Spiroplasma sp. strain EA-1(T) (T = type strain) (subgroup VIII-1), which was isolated from the syrphid fly Eristalis arbustorum, was serologically distinct from other spiroplasma species, groups, and subgroups, The cells of this strain, as revealed by dark-field light microscopy, were short, helical, and motile. An electron microscopic examination revealed wall-less cells delimited by a single membrane. The unusually short cells passed through 220-nm filter pores with no reduction in titer. The organisms grew well in SM-1, M1D, and SP-4 liquid media. Growth also occurred in conventional horse serum medium and 1% serum fraction medium. Strain EA-1(T) grew at temperatures between 10 and 41 degrees C, and optimum growth occurred at 32 degrees C. The doubling time at the optimal temperature was 1.0 h. The strain catabolized glucose and hydrolyzed arginine but did not hydrolyze urea. The guanine-plus-cytosine content of the DNA was 30 +/- 1 mol%. The genome size was about 1,230 kbp. Strain Ea-1 (= ATCC 33826), which represents subgroup VIII-1, is designated the type strain of a new species, Spiroplasma syrphidicola.

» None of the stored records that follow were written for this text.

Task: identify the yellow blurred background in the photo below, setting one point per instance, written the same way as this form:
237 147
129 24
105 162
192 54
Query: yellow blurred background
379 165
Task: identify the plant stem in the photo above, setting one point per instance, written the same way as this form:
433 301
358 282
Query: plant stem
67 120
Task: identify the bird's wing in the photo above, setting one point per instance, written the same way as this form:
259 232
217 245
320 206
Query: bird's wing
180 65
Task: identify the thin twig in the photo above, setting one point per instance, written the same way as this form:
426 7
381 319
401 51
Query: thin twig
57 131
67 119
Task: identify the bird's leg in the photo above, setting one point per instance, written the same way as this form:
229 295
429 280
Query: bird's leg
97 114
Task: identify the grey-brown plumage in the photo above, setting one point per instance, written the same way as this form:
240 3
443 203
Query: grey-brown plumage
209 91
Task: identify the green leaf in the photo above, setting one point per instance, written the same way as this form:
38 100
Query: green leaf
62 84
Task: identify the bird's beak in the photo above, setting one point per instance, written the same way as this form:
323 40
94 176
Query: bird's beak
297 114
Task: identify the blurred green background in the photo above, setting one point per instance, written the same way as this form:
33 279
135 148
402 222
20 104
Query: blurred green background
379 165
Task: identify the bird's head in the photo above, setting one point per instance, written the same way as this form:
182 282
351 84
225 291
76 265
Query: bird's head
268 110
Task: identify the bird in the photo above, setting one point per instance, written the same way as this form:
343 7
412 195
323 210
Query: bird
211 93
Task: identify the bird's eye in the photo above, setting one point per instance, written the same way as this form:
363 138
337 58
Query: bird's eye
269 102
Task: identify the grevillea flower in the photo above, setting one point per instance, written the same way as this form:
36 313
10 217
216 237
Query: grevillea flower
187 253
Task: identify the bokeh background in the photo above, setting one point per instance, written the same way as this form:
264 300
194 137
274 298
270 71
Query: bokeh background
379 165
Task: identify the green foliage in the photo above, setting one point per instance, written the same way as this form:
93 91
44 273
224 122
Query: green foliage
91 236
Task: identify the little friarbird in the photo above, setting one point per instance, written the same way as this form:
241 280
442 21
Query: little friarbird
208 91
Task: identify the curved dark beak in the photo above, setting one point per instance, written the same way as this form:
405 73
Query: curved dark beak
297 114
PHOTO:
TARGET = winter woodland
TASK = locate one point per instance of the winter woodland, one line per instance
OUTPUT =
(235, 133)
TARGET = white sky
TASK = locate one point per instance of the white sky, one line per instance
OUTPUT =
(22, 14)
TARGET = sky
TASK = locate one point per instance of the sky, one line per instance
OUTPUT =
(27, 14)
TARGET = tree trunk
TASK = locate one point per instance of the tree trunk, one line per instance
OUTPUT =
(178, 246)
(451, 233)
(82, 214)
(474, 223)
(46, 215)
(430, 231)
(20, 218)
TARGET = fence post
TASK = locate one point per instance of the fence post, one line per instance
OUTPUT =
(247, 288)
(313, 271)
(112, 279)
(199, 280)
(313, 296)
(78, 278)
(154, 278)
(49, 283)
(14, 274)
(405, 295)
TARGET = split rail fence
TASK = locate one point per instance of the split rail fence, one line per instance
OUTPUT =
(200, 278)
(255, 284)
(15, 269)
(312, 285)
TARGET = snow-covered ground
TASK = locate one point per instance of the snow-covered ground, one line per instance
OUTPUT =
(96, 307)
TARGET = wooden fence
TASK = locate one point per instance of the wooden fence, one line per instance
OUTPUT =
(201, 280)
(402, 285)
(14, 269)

Spiroplasma monobiae sp. nov. from the Vespid Wasp Monobia quadridens (Hymenoptera : Vespidae)

Spiroplasma strain MQ-1T (T = type strain) from the hemolymph of the vespid wasp Monobia quadridens differed serologically from other spiroplasma species, groups, and subgroups. Cells of strain MQ-1T were helical and motile and possessed a single cytoplasmic membrane, with no evidence of a cell wall. The organism grew in conventional mycoplasma medium, in serum fraction, SM-1, M1D, and SP-4 liquid media, and on SP-4 solid medium in either aerobic or anaerobic environments. The optimum temperature for growth was 32°C, but multiplication occurred over a wide temperature range (10 to 37°C). The doubling time at 32°C in M1D medium was 1.9 h. Strain MQ-1T catabolized glucose but hydrolyzed neither arginine nor urea. Previous work showed that strain MQ-1T has a unique methylase, previously known only in eucaryotes. Also, strain MQ-1T induces production of tumor necrosis factor in bone marrow macrophages. The guanine-plus-cytosine content of the DNA was 28 ± 1 mol%. The genome size of strain MQ-1T was 940 kb (627 MDa); a similar strain, MQ-8, had a genome size of 985 kb (657 MDa). Strain MQ-1T and its allies have the smallest genomes known in the genus Spiroplasma. Strain MQ-1 (=ATCC 33825) is designated the type strain of a new species, Spiroplasma monobiae.